One of Maine’s leading health insurers is hoping for a major victory before the U.S. Supreme Court in a case testing provisions of the Affordable Care Act.
Community Health Options of Lewiston was one of many insurers affected when payments it believed were guaranteed by the landmark law enacted under President Obama in 2010 were eliminated after Republicans assumed full control of Congress in 2015.
Prominent Washington, D.C., attorney Paul Clement argued for the insurers Dec. 10 in Maine Community Health Options v. United States.
Clement – a Maine native who has argued nearly 100 cases before the Supreme Court – minced no words about the government’s de-appropriation, calling it “a massive bait-and-switch.”
The program involved is called “risk corridors,” designed to attract insurers to underserved, but risky markets. If an insurer loses money, it’s supposed to be compensated by the federal government. But since 2015, no payments have been made.
Community Health Options – a charter member of the federal insurance exchange created by the ACA in 2014 – actually paid $2 million into the “risk corridors” fund that year, since it did better than expected on initial rates. Insurers experiencing losses were to be reimbursed by the federal treasury, and that didn’t happen.
Those losses are now substantial: $59 million for Community Health Options, and $12 billion for insurers nationwide. The Lewiston cooperative became the lead plaintiff in the insurers’ consolidated case.
But Justice Ruth Bader Ginsburg had a question for Clement: Even though the Affordable Care Act mandates that the government “shall pay” insurers, if it doesn’t, are insurers allowed to sue the government to recover losses?
Clement’s answer must have satisfied the justices, for the questioning soon honed in on the “shall pay” language, when Deputy Solicitor General Edwin Kneedler offered the government’s defense.
Justice Stephen Breyer employed a homely analogy that’s sometimes used in law school: Your windblown hat has gotten stuck at the top of a flagpole. If you tell someone you’ll pay them $10 to retrieve the hat, have you created a binding contract? Breyer made it clear to Kneedler he believed the insurers’ contract was equally binding.

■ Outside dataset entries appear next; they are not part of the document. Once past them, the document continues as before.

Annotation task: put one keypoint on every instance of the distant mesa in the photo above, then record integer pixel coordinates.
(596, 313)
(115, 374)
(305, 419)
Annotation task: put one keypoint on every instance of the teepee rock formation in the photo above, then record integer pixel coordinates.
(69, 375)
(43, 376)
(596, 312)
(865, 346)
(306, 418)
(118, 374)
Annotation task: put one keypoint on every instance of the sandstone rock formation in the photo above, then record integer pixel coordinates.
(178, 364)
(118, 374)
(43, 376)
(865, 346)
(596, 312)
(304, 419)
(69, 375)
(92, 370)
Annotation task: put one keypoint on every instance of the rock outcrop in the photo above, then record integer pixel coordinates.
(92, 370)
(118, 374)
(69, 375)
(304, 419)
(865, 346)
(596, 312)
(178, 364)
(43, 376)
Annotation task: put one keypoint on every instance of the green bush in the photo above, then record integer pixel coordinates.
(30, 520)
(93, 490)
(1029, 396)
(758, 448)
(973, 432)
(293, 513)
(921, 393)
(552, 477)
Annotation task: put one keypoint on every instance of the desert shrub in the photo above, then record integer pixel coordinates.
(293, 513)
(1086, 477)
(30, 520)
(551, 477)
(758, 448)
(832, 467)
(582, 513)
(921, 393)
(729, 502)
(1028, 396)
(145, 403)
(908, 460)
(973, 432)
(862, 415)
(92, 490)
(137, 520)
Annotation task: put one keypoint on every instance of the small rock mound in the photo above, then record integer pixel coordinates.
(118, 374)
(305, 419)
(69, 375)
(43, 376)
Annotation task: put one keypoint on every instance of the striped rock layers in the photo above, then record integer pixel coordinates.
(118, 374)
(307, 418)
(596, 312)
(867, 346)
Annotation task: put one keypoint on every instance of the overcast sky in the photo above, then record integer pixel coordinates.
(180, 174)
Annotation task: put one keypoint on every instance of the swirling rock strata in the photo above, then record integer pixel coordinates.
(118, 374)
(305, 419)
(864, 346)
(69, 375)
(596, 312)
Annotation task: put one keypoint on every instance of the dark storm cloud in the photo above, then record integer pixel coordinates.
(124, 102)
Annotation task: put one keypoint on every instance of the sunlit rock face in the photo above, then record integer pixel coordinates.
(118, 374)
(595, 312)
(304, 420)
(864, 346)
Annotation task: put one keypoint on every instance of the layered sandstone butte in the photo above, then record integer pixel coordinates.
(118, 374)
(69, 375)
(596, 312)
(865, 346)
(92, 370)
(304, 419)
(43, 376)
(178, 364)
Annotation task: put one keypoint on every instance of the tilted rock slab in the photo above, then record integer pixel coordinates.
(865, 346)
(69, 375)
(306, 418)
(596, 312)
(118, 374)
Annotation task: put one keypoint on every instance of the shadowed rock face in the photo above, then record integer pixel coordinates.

As oral arguments ended, it seemed at least six justices, including Brett Kavanaugh and Chief Justice John Roberts, were inclined to favor the insurers, while only one – Samuel Alito – seemed to side with the government.
Kevin Lewis, Community Health Options president and chief executive officer, said it was a good day in court for the insurer, but he’s cautious about the effects. Even if the court rules in its favor, and the $59 million is paid, it won’t change things overnight.
“Our receivables are very high,” Lewis said, and it will take time before the company again considers expanding.
Community Health Options joined the New Hampshire exchange in 2015, but exited in 2017, in part – as Lewis acknowledged – because of the absence of the “risk corridors” payments. He was non-committal about going back, but did say, “A lot of our customers said they were sorry to see us go.”
Despite that setback, Lewis said the company has performed well. Its 2019 revenues, through the first three quarters, are $195 million, and it has 170 employees.
There are 37,000 policyholders/members, of which 11,000 are insured through small- and large-group plans, a portfolio that’s been growing. Still, “we need to concentrate capital” before deciding whether further growth is prudent, Lewis said.
Community Health Options was an immediate hit on the “Obamacare” exchange in 2014, gaining 80 percent of the business to just 20 percent for Anthem, the for-profit successor to Maine Blue Cross-Blue Shield. Since then, Harvard Pilgrim, another nonprofit, has joined the exchange, and the three insurers roughly split the pie, although Community Health Options still has the largest share – about 40 percent.
It’s also a survivor. Of 24 cooperatives created through the Affordable Care Act, only four endured. Lewis, who came from the primary-care field, not insurance, said the co-op has thrived because of its intense focus on customer service, and constantly improving policies.
Since Congress ultimately didn’t include a “public option” in the Affordable Care Act in 2010 – the House approved, but the Senate did not – the cooperatives are, in a sense, a legacy of Dirigo Health, which was Maine’s first attempt to broaden the market for individuals and small businesses.
Trish Riley, who designed that plan for Gov. John Baldacci in 2003, said the Community Health Options case raises similar issues.
Dirigo Health policies were originally offered by Anthem, which also repeatedly sued, unsuccessfully, against the program’s major funding source, an assessment on all health insurers. It was only near the end that Harvard Pilgrim assumed the Dirigo portfolio. Shortly thereafter, Gov. Paul LePage convinced lawmakers to repeal the program in 2011.
“But there was more to Dirigo than just a nonprofit insurer,” Riley said. She holds out hope for Gov. Janet Mills’ plan to create a Maine-based insurance exchange to replace the federal exchange the state has used since 2014.
“With the state setting the terms of enrollment, in addition to regulating rates,” she said, “it could be a real step toward improving coverage.”
Douglas Rooks has covered Maine issues for 35 years as a reporter, editorial writer, columnist and editor of Maine Times.